I recently discovered Facebook and find it easier to post there than on my own blog. I confess it's because there are other people around. It doesn't feel as lonely. I just posted 3 photo albums there: about going to New Orleans, my Maine studio and Push Pull at LACMA last spring. I'm still a bit confused about what goes where on the net.
Here I can post in more depth about my own concerns. Primary right now are the Bush efforts to hamstring our future with his political appointees, as NOAA and legislative roll backs on critical legislation, as endangered species. It's hard to fathom if the man has any understanding or integrity at all but that's not my concern. My concern is how the new administration can put things back together. This Tuesday, Hannah Pingree will be on the Virtual Concerts and I shall ask her exactly that. Pingree is the Majority Leader for the Maine House of Representatives and daughter of Chellie Pingree, newly elected to the US Senate.
The US Supreme Court just ruled that the Navy can conduct sonar tests despite clear evidence of damage to whales, dolphins and other sea creatures. I hope the international court takes us to court over this. California, whose coast this concerns has recently passed a farm animal protection bill and Spain has addressed specism. Isn't it time to put Manifest Destiny on trial?
The artist Bonita Ely has sent me a link to the Australian Broadcasting Corporation's Nov 11, 2008 program on lost drift nets, ghostnets in the Gulf of Carpinteria in Northern Australia. As is happening globally, the lost & discarded gear of foreign, mostly southeast Asian, particularly Thai, fishing fleets has wadded up in enormous balls. The largest found so far: 6 kilometres, weighing 6 tons and 6 metres deep.
http://www.abc.net.au/7.30/content/2008/s2415642.htm
The ghostnets kill mostly turtles, but also lots of birds, endangered fish as well as being threats to local small fishing boats manned by indigenous people.

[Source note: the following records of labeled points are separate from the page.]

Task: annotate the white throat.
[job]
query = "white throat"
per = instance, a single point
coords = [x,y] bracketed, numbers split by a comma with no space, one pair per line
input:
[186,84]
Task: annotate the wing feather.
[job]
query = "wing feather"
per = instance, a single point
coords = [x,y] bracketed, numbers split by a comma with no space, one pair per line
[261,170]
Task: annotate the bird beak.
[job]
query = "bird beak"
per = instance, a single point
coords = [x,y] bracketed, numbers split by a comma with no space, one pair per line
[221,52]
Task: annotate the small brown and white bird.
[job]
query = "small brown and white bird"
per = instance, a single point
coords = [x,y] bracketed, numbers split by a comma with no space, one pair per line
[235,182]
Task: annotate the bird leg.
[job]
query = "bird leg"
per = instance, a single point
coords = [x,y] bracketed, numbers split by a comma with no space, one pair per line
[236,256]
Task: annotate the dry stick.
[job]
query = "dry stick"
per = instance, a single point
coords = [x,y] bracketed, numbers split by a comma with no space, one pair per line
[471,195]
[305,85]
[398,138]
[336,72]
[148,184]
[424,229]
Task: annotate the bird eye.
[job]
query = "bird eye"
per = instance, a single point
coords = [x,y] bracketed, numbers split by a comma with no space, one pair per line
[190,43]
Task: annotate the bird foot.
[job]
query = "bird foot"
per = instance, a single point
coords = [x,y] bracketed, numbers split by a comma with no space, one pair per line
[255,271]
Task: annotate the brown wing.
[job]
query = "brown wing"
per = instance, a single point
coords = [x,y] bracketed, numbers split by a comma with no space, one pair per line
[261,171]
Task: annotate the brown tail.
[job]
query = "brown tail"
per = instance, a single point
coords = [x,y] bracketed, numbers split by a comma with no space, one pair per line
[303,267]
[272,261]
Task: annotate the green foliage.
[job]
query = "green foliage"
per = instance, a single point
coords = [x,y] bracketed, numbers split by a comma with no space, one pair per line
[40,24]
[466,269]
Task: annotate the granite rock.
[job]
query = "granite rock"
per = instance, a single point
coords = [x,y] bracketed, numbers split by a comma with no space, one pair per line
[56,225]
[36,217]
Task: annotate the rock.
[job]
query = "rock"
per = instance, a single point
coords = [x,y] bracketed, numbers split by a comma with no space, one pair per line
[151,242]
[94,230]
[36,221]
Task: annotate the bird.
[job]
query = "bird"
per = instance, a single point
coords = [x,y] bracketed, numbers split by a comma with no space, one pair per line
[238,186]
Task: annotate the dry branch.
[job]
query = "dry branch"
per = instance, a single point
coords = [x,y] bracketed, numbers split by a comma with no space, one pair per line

It's hard (painful, wearying) for me to comment on these nets. For twenty years, ghostnets has been the moniker for the core of all my work: Ghost Nets, the project. I can still rage at their existence, despair at the short sightedness of people who use them and extrapolate about the implications for all the habits and routines of thinking and behavior that permits this horror and is reflected in so many other aspects of social and cultural norms. They have been outlawed in many places but ocean currents wash them up from illegal or simply unregulated boats to be deposited wherever the tides take them. I can still be sadly reminded of how apt the metaphor is.
What I can say that's positive, is that there are cadres of volunteers trying to clean them up. Gary Luchi of the Carpenteria Ghostnets Program wants to initiate educational programs in the countries of origin for these deadly nets and invite volunteers to come help clean them up. One day walking the beaches and seeing dead animals entwined in the monofilament wires may speak louder than anything else.
Since the election, I have felt a great sense of elation and deflation. The elation is that the Republican corruption and mis-management is at least temporarily purged; that youthful idealism and hope once more has a place in this democracy. The deflation is what a big job is ahead and the fact that all the same problems prevail.
One of those problems is the difficulty of being heard with innovative thinking. Al Gore posted a long editorial in the NY Times Sunday, listing what the administration needs to do to address global warming. It was shockingly tame. It included obvious points such as low emission cars. It did not mention the potential of art to introduce entire fresh thinking.
It was my honor to work with Dr. Jim White of the INSTAAR Institute and the Unversity of Colorado at Boulder, in 2007, to create "Trigger Points/ Tipping Points," an installation and DVD for the "Weather Report" show at the Boulder Museum of Contemporary Art in Boulder. Now we are planning to resume work in January 2009. In our original project, we compared conflict zones in three deltaic systems impacted by global warming and climate change: Darfur in relation to the Nile, Bangladesh in relation to the Ganges and New Orleans in relation to the Mississippi. We are not sure where we will go now. Our goals are to break some new ground and open some doors and windows in how to think aboutt he problems ahead.
In sum, it's a heartening time despite the mountain of ecological problems to address. I sense in colleagues, that we are all entering a new era of possibility in the face of our challenges. May it be so.